25 décembre 2012 23h48 · Stéphanie Alcaraz Robinson
« Tellement décevant »
C’est ce que je me suis dit lorsque j’ai terminé le troisième bouquin de la série d’E. L. James « Fifty Shades of Grey ». (Cinquante nuances de Grey en français, dont le premier tome figure depuis quelques semaines en numéro un sur les listes de ventes de Renaud Bray et Archambault)
Bon, déjà au quart du premier livre, je n’étais pas impressionnée. L’écriture est modeste, les répétitions — de mots, d’expressions et de phrases — sont constantes et franchement, je n’ai pas trouvé cela original. D’accord. On ne parle pas souvent de sadomasochisme et des relations« maître et esclave ». L’idée fondamentale est intéressante. Mais l’histoire en soi n’est pas géniale.
J’ai tout de même persévéré. Un, pour l’espoir d’y trouver une certaine satisfaction littéraire. Deux, parce que je voulais comprendre ce qui avait fait que ce livre un succès phénoménal.
Je suis demeurée sur mon appétit en ce qui concerne l’espoir. Ma réponse à la deuxième question demeure ce qui a été ma première impression: c’est un sujet tabou. La relation entre le maître, un millionnaire puissant et beau bonhomme du nom de Grey et sa nouvelle esclave, une jeune femme impressionnable, naïve et adorant la littérature se nommant Anastasia Steele, sort de l’ordinaire.
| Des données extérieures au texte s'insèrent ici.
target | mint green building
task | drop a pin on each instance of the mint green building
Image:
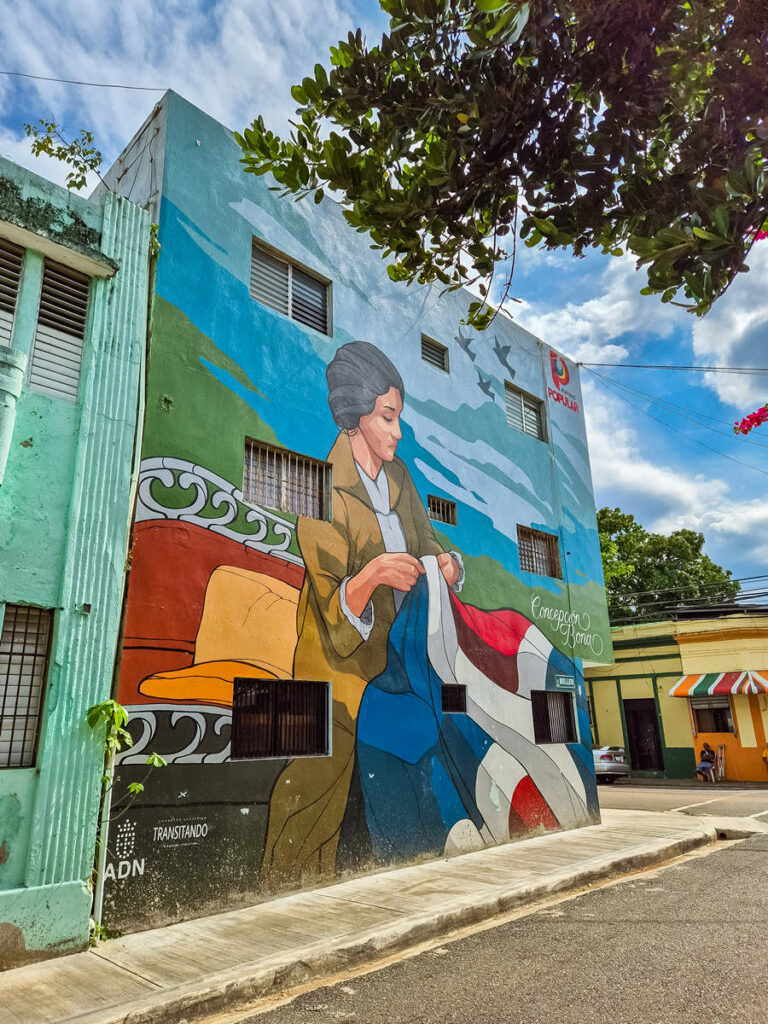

Par contre, même si la relation racontée dans le livre sort de l’ordinaire comparativement aux couples « normaux», les mots utilisés par l’auteure ne sont pas toujours bien choisis, et comme je l’ai déjà mentionné, les répétitions sont lassantes.
Mais à part les scènes de cul qui diffère des histoires américaines à l’eau de rose, je trouve que ce livre n’est pas tellement loin des fameux Harlequins qui étaient si populaires dans les années 80. J’imagine qu’on est devenu blasé du sempiternel « homme rencontre femme, homme tombe amoureux de la femme et ils vécurent heureux jusqu’à la fin des temps ». J’ai été moi-même nourrie à la pelletée des histoires de Walt Disney, où l’amour conquiert tout. Franchement, les contes de fées, ça fait longtemps que je n’y crois plus.
Est-ce un reflet de notre génération? L’amour n’est plus suffisant pour nous faire rêver… Le sexe, devenu un outil marketing solide, fait vendre plus qu’il ne fait jouir?
Je ne révélerai pas le punch pour ceux qui lisent la série. Mais faut se le dire: cette romantico-porno ne diffère pas beaucoup des contes de
fées de Walt Disney… Ce qui me remet mon paradoxe en pleine face. On lit ce livre pour faire changement, mais finalement, ça ne change pas tellement… Le public cible est sûrement le même: les femmes en recherche d’érotisme, de piquant, ou simplement de rêvasseries.
Pour ceux qui sont en couple, on peut tout de même dénicher certains trucs qui réussiront du piquant dans la couchette. Ça ne me surprend d’ailleurs pas que les ventes dans les boutiques de sexe aient augmenté suite à la parution de ce livre.
Maintenant que l’on annonce un film tiré du livre, je me demande sincèrement comment ils pourront ne pas faire dans la porno. Mais bon, on verra bien.
De mon côté, je n’aurai aucun problème à passer à autre chose. Je reste tout de même déçue: avec un tel sujet, on aurait pu écrire mieux.
Mais alors… qui suis-je pour critiquer?









Je suis assez d’accord, je mets en lien ma critique du livre écrite cet été pour mon blog
Quand je parlais de critiques qui avait fait mieux que moi, vous en êtes l’incarnation! Je l’ai adoré. Merci!
Je trouve que tu es toi pour critiquer, ce qui est amplement suffisant d’après moi. Une critique réfléchie qui va au-delà de la littérature en tant que telle. Qui soulève les quatrième de couverture et n’y voit pas que des mots enlignés qui ont eu du succès. Qui se positionne face à un livre.
Merci Venise!
Stéphanie, je te trouve courageuse d’avoir passé à travers ce livre imbuvable… Mais n’est-ce pas là le sacrifice du critique?
À plus
Les 3 tomes de la série en anglais… plus jamais!!!